Activists, Qatari officials outraged over 'racist' cartoon of national football team

Activists, Qatari officials outraged over 'racist' cartoon of national football team
Activists and Qatari officials have criticised a French newspaper after it published a cartoon depicting Qatari players carrying guns and wearing explosive belts and balaclavas.
3 min read
08 November, 2022
The caricature depicts members of the Qatari team carrying guns and wearing explosive belts and balaclavas [Getty]

Activists and Qatari officials have expressed anger over a "racist" cartoon of the Qatar national football team in a French satirical newspaper.

The caricature published in Le Canard enchaîné depicts Qatari players carrying guns and wearing explosive belts and balaclavas.

An October edition of the publication focused on Qatar’s role as the FIFA World Cup 2022 host, ahead of the tournament’s start on 20 November.

"Le Canard Enchaîné published a despicable cartoon showing its outrageous racism and Islamophobia. It describes Qatar as a tyrannical emirate elected by terrorists," one activist named Fahad wrote.
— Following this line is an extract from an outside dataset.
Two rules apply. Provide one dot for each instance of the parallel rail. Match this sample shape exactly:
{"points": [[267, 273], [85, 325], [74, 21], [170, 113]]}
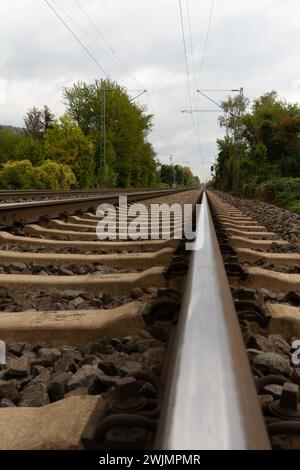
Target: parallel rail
{"points": [[31, 211]]}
"It just shows French media and government is inherently racist and islamophob[ic]. They just can't digest the fact that Muslim country is hosting a #FIFAWorldCup," BBC broadcast journalist Anish Shaikh tweeted. 

Others described the cartoon as "genocidal" and told France to look at its own deadly, colonial history.

"Racist disgusting French supremacists think they r in a position or have the right to lecture others about #Terrorism and #HumanRights… look at ur history you… barbarians," one tweeter with the username @CraigeRee wrote.

Qatar’s defence ministry spokesperson Nawaf Al-Thani also condemned the cartoon, referencing France’s history.

"Clear examples of the racist, xenophobic, and hate filled European cartoons both in 1940 and 2022… Haven’t they learned from their long, grim, ultra-nationalist and colonialist history anything? “Crickets”…," he tweeted.

Qatar's foreign minister has lashed out against "arrogant" critics of the Qatar World Cup, and labelled the negative media reaction to the Gulf state hosting the tournament as "misinformation" in an interview with Sky News published on Monday.

On Monday, the Union of Arab Football Associations (UAFA) also came out in support of Qatar, saying it rejected "all suspicious and baseless propaganda, which aims only to distort Arab capabilities and competencies".